Boys seldom learn about menstruation. Make a man watch a standup comedy on period cramps, and he will tell you that it’s not funny because it’s not relatable. The callous attitude of “Why do I need to learn this? It’s a girl’s problem” develops beautifully as a combination of what they learn in schools AND their homes.

 

Seminars on menstruation in schools primarily invite girls – deepening the divide. Because schools, parents, and peers never make boys understand periods, they develop prejudices that they find very difficult to overcome as they grow older. This lack of conversation often leads them to surf the internet, especially the ‘not-to-be-mentioned’ websites, for info. And unfortunately, those seeking info from porn are misled in more ways than one. 
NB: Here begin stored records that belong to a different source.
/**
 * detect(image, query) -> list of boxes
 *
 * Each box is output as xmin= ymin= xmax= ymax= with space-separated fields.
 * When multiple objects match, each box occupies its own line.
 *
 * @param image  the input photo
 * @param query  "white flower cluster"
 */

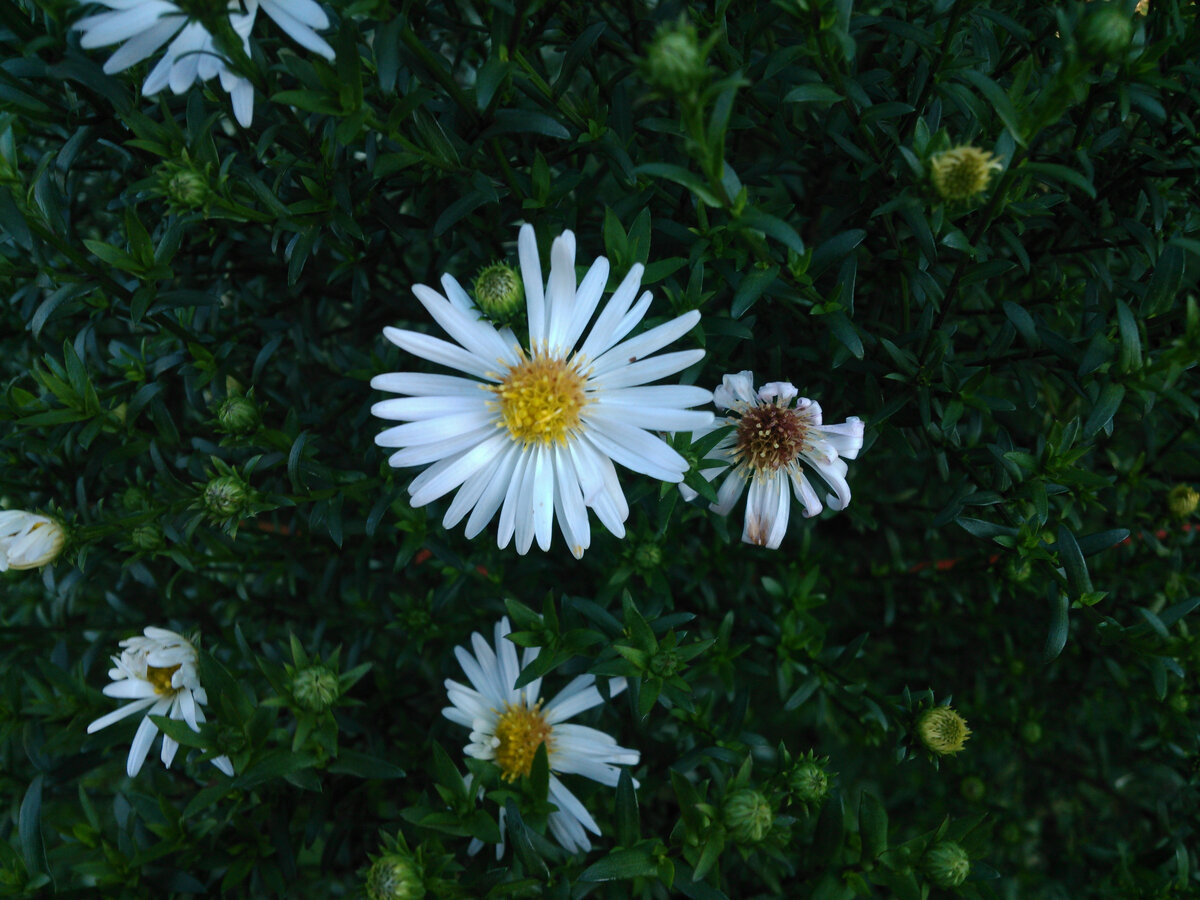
xmin=74 ymin=0 xmax=334 ymax=127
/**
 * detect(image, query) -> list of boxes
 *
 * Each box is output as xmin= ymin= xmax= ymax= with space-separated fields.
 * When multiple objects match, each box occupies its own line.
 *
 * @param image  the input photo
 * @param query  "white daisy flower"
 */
xmin=371 ymin=224 xmax=713 ymax=558
xmin=88 ymin=625 xmax=233 ymax=778
xmin=680 ymin=372 xmax=863 ymax=550
xmin=73 ymin=0 xmax=334 ymax=127
xmin=442 ymin=618 xmax=641 ymax=858
xmin=0 ymin=509 xmax=66 ymax=572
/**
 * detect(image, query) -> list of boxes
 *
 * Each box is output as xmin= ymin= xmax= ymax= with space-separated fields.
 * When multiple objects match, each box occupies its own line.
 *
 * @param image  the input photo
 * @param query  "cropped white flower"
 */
xmin=680 ymin=372 xmax=863 ymax=550
xmin=0 ymin=509 xmax=66 ymax=572
xmin=442 ymin=618 xmax=641 ymax=858
xmin=74 ymin=0 xmax=334 ymax=127
xmin=371 ymin=224 xmax=713 ymax=558
xmin=88 ymin=625 xmax=233 ymax=778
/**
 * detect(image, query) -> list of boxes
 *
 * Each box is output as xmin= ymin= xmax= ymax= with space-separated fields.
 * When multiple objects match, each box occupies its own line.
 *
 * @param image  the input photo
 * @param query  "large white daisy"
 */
xmin=680 ymin=372 xmax=863 ymax=550
xmin=74 ymin=0 xmax=334 ymax=127
xmin=0 ymin=509 xmax=66 ymax=572
xmin=371 ymin=224 xmax=713 ymax=558
xmin=88 ymin=625 xmax=233 ymax=778
xmin=442 ymin=618 xmax=641 ymax=853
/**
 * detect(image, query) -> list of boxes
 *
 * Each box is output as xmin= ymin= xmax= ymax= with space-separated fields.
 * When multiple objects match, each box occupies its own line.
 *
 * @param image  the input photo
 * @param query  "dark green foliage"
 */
xmin=0 ymin=0 xmax=1200 ymax=900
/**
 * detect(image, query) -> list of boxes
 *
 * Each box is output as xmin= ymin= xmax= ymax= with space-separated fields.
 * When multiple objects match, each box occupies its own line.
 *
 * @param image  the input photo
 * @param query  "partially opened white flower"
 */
xmin=442 ymin=618 xmax=641 ymax=858
xmin=0 ymin=509 xmax=66 ymax=572
xmin=73 ymin=0 xmax=334 ymax=127
xmin=371 ymin=224 xmax=713 ymax=558
xmin=88 ymin=625 xmax=233 ymax=778
xmin=680 ymin=372 xmax=863 ymax=550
To add to this woe, the amount of garbage that floats around in the name of verified information online has made it impossible for young/ignorant/unaware people to find a trusted source. It has also led to all kinds of absurdities – from girls popping unprescribed abortion pills to boys wondering if their friend is PMSing because she is angry. 

So what can we do? 

 

When children ask – TELL THEM

It’s not just the responsibility of the schools to educate kids on the not-so-conventional topics of sex education. Parents have to participate too! Often kids’ curiosities pique due to numerous sanitary napkins ads on TV. This is a perfect conversation starter! Introduce menstrual hygiene and sexual well-being at home in simple relatable terms. The internet series Sex Chat With Pappu And Papa explains how. 
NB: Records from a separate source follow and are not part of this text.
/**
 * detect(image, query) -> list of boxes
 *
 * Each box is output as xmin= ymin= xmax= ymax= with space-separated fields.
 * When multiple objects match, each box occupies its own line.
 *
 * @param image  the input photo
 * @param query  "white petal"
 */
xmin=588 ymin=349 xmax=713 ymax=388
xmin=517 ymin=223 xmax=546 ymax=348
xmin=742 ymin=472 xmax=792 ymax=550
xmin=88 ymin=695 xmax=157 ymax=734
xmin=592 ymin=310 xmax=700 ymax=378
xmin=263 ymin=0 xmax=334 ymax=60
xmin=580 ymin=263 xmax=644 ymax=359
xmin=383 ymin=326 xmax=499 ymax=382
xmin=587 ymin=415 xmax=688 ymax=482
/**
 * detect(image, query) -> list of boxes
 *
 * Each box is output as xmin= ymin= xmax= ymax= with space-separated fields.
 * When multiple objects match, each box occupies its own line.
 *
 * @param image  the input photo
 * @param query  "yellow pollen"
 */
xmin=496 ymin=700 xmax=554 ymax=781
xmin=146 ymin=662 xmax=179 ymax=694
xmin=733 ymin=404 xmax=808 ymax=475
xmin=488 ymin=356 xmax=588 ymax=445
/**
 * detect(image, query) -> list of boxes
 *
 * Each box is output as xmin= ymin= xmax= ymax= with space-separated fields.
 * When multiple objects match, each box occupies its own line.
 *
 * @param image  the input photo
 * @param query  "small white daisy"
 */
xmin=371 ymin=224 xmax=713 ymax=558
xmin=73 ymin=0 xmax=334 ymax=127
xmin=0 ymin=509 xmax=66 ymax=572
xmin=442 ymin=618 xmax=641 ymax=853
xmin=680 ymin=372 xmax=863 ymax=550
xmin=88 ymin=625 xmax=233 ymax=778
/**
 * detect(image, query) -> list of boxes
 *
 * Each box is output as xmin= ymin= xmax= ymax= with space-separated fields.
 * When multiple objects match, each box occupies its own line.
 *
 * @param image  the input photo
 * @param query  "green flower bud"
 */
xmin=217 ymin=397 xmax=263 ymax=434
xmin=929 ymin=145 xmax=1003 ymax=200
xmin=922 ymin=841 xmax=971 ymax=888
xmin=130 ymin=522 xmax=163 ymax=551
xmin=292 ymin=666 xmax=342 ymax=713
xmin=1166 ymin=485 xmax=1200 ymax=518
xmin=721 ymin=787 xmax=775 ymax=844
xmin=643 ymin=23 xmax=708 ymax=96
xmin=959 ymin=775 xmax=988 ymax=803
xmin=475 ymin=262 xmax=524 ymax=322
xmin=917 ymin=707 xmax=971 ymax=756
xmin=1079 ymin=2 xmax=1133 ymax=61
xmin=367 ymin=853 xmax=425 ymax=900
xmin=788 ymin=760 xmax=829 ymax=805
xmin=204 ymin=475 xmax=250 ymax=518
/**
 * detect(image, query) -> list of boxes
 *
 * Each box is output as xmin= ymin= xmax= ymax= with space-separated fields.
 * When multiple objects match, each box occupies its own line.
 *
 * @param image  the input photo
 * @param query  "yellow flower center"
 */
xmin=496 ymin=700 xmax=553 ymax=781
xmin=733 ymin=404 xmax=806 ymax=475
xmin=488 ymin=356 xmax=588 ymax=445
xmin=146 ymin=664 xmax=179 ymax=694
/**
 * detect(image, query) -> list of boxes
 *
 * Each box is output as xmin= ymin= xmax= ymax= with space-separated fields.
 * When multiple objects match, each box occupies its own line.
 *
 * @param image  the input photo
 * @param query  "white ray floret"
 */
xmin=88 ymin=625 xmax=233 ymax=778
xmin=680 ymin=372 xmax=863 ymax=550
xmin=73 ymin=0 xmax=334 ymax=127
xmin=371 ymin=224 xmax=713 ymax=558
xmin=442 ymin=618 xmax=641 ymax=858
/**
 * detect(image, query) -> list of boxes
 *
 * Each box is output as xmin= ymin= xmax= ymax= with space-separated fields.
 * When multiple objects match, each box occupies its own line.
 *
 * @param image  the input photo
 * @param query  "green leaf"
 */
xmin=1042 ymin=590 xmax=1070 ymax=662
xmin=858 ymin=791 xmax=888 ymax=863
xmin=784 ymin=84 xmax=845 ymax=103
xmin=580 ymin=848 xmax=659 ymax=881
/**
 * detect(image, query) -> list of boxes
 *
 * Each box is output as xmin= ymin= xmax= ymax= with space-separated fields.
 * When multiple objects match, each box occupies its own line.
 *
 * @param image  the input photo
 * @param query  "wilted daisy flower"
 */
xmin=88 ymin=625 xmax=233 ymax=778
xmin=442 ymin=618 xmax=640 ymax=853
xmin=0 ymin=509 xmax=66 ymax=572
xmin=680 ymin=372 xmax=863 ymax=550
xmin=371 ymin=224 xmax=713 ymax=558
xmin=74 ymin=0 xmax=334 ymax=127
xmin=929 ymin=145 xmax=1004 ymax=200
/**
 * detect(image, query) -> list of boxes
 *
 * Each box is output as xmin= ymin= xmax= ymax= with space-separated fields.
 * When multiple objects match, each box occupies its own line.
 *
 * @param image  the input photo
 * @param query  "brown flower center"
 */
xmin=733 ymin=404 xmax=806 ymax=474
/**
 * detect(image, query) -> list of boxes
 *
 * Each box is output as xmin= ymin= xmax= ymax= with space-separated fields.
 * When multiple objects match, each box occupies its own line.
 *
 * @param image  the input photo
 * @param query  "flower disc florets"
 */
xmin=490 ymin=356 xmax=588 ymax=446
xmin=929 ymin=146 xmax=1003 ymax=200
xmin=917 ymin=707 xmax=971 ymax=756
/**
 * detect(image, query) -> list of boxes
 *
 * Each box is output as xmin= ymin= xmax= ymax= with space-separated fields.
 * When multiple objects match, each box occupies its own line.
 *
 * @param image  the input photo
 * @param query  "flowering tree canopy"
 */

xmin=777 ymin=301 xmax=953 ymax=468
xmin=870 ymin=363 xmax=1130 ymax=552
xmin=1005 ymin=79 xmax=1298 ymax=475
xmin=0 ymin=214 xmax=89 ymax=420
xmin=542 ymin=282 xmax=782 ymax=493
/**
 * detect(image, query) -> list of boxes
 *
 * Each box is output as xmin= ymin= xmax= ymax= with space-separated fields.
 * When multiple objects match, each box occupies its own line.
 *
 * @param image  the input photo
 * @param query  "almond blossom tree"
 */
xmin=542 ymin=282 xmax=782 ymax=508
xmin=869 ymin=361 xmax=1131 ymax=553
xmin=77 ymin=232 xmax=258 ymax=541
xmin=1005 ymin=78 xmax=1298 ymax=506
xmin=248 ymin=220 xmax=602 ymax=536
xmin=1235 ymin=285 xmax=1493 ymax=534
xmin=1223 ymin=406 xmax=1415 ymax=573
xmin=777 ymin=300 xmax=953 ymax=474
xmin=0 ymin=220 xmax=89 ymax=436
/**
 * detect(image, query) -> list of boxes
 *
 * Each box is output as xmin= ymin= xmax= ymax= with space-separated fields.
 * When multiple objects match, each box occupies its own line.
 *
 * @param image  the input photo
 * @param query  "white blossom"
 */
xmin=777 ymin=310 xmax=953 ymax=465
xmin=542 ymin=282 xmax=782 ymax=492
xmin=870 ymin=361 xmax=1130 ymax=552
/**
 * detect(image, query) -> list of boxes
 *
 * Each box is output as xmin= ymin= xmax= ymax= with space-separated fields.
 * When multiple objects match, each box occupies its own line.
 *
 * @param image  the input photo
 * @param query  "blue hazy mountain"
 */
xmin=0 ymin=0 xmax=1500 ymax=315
Kids are smarter than you think, especially with the average age of adolescence decreasing further. So engage and educate to create awareness and make way for social change! It is imperative to promote social acceptance of menstruation and sex in order to quell the tide of misinformation. 

 

Amplify the small changes 

The National Education Policy (NEP 2020) explores the importance of teaching children sex education in school the right way from early on. The policy has included the much-needed and awaited chapter on Menstrual Health and Management (MHM). If implemented right, it is going to sow the seeds of change in attitude towards period hygiene and related concepts.

For eons, societal taboos have made it impossible to talk about sex. But it is time this changed. Sex-ed is not just about reproduction, it is about sexual well-being – be it physical or emotional or social. Let us speak about menstrual hygiene, sexual consent, attraction, contraception, STDs and the whole package. Let’s shun the stigma!